Death toll in Gaza offensive tops 1,000

 

The Palestinian death toll in Israel's Gaza offensive topped 1,000 today, the Hamas-run Health Ministry said, while Egyptian mediators pressed both sides for a ceasefire to stop nearly three weeks of bloodshed.

The Gaza-based Palestinian Centre for Human rights said more than 670 civilians were among the dead. Ten Israeli soldiers and three civilians hit by rockets fired from the Gaza Strip have been killed since Israel launched its campaign on December 27th.

Backing its demand that any ceasefire ensure that Hamas cannot rearm, Israel sent warplanes to drop more bunker-busting bombs on smuggling tunnels under the Gaza-Egypt border.

"They used bombs that went deep into the tunnels and shook the whole Rafah refugee camp. The land trembled beneath our feet," said Bassam Abdallah, a local Palestinian cameraman. "We used to be afraid -- but now we're getting used to it."

In Cairo, UN secretary-general Ban Ki-moon renewed his call for "an immediate and durable ceasefire" between Israel and Hamas, which today fired more rockets into southern Israeli cities, causing no casualties.

An Israeli official who asked not to be identified said Egypt, trying to broker a ceasefire, was pushing for a deal by the weekend.

The official said "there has been progress" on talks over border controls to prevent Hamas from replenishing its arsenal. But he said Israeli leaders were non-committal about the prospect of reaching a ceasefire accord in the next few days.

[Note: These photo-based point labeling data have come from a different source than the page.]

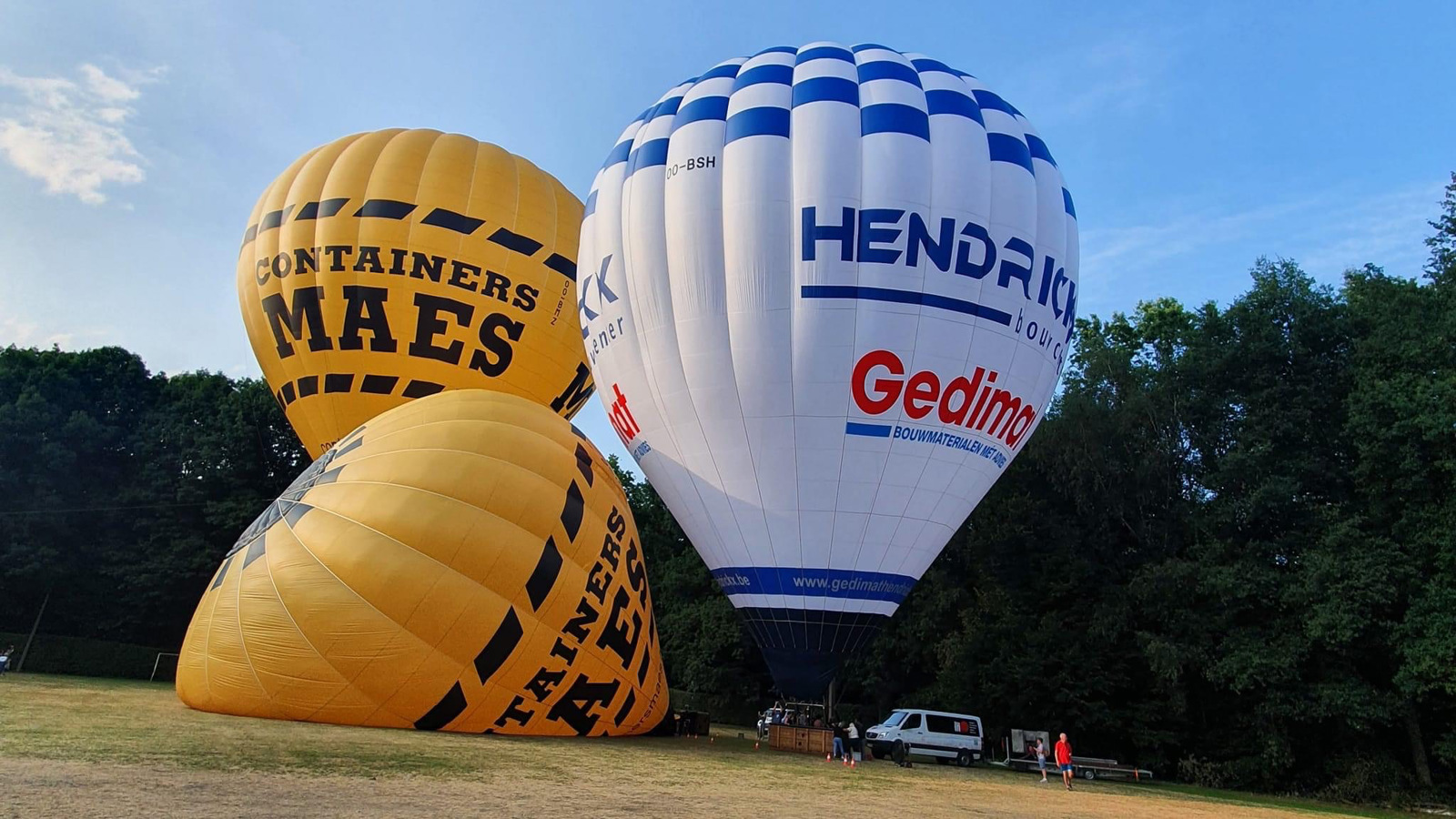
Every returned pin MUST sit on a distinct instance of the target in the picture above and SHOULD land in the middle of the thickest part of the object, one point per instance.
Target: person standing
(1065, 760)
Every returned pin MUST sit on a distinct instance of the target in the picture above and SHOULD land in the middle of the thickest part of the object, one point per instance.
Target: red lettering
(922, 387)
(887, 389)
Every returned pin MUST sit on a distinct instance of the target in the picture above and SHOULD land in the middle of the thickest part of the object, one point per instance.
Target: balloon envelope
(466, 562)
(395, 264)
(827, 293)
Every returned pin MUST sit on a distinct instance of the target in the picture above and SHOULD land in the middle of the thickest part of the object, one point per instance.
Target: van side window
(941, 724)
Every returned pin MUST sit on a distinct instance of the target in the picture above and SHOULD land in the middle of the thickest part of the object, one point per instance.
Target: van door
(912, 731)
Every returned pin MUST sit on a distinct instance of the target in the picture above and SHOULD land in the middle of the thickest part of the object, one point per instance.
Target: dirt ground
(76, 748)
(44, 789)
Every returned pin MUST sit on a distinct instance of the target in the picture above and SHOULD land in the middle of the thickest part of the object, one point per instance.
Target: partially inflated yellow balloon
(465, 561)
(397, 264)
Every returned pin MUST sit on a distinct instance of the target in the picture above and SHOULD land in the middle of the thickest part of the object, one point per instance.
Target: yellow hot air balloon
(465, 561)
(397, 264)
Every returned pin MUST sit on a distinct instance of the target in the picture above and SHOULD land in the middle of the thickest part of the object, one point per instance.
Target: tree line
(1227, 554)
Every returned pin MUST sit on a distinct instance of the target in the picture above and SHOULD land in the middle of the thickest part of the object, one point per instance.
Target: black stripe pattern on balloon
(509, 634)
(349, 382)
(397, 210)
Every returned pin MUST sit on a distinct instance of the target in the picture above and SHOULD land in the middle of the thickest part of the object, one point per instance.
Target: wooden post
(34, 625)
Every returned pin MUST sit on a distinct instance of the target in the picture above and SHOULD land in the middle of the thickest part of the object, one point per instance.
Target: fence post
(19, 666)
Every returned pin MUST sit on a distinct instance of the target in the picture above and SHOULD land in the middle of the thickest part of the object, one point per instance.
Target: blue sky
(135, 137)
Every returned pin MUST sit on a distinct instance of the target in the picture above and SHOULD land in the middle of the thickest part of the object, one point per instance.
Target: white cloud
(72, 133)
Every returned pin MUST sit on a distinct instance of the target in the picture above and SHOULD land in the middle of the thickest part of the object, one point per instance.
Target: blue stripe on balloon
(824, 53)
(1006, 147)
(905, 298)
(699, 109)
(667, 106)
(757, 121)
(808, 581)
(1038, 149)
(647, 155)
(926, 65)
(826, 89)
(772, 73)
(888, 70)
(725, 70)
(945, 101)
(618, 153)
(895, 118)
(990, 101)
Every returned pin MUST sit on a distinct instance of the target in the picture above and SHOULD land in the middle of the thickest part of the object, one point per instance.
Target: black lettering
(543, 681)
(480, 360)
(462, 274)
(495, 285)
(337, 252)
(577, 704)
(564, 652)
(524, 298)
(516, 713)
(637, 573)
(577, 625)
(305, 259)
(616, 523)
(611, 550)
(369, 257)
(427, 266)
(615, 634)
(430, 325)
(597, 581)
(575, 392)
(306, 310)
(364, 309)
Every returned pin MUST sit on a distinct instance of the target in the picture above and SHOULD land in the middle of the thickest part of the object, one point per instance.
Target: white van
(928, 733)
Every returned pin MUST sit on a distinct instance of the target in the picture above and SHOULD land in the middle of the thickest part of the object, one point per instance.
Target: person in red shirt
(1065, 760)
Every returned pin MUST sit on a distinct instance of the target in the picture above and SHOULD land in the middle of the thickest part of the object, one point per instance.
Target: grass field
(76, 748)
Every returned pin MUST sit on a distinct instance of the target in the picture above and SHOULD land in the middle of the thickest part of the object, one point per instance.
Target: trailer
(1019, 758)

A Hamas delegation in Cairo wrapped up another session of discussions with Egyptian mediators. A senior Israeli defence official was expected to visit Cairo tomorrow.

"The talks did not finish completely. We have presented our vision for a solution and we are awaiting the response," Hamas official Ayman Taha told reporters from the Egyptian capital. He gave no details of Hamas's ceasefire terms.

In northern Israel, three rockets launched from Lebanon hit fields outside the town of Kiryat Shmona, the second such attack in less than a week. There was no immediate claim of responsibility and Israel, which responded with artillery, said it hoped to avoid the opening of a second front.

No one was hurt on either side of the tense border.

Releasing new figures, the Health Ministry in the Gaza Strip said 1,010 Palestinians had been killed and 4,700 wounded by Israeli forces in 18 days of fighting.

The Israeli military said its aircraft bombed about 35 tunnels under the Gaza Strip's border with Egypt and also struck Hamas police headquarters in the Israeli-encircled city of Gaza, eight squads of gunmen and weapons storage facilities.

Six Palestinian militants and four civilians were killed in the Israeli attacks, medical workers said.

An Egyptian proposal to end the hostilities calls for a temporary ceasefire, followed by a long-term truce and the opening of Gaza's border crossings in the presence of officials from the Palestinian Authority of president Mahmoud Abbas, whose forces Hamas drove out of Gaza in 2007.

The third phase of the initiative deals with efforts to reconcile Hamas and Mr Abbas's Fatah group.

Hamas sources, speaking before the latest negotiating session, said the group was demanding a six to 12-month-long renewable truce coupled with an Israeli withdrawal from the Gaza Strip and the opening of crossing points.

In an audio tape on Islamist websites, Al-Qaeda leader Osama Bin Laden called for jihad (holy struggle) over the Israeli offensive, which has caused widespread anger in the Arab and Muslim world.

Addressing "our brothers in Palestine", he said: "We are with you and we will not let you down. Our fate is tied to yours in fighting the Crusader-Zionist coalition, in fighting until victory or martyrdom."

With Israeli troops edging closer to the heart of the city of Gaza, international organisations have expressed growing concern about the plight of children trapped there.

Human rights groups have reported shortages of vital supplies, including water, in the Hamas-ruled territory. A fuel shortage has brought frequent power blackouts.

Israel has permitted almost daily truck shipments of food and medicine. But Human Rights Watch said Israel's daily three-hour break in attacks to facilitate the supply of humanitarian aid to Gazans was "woefully insufficient".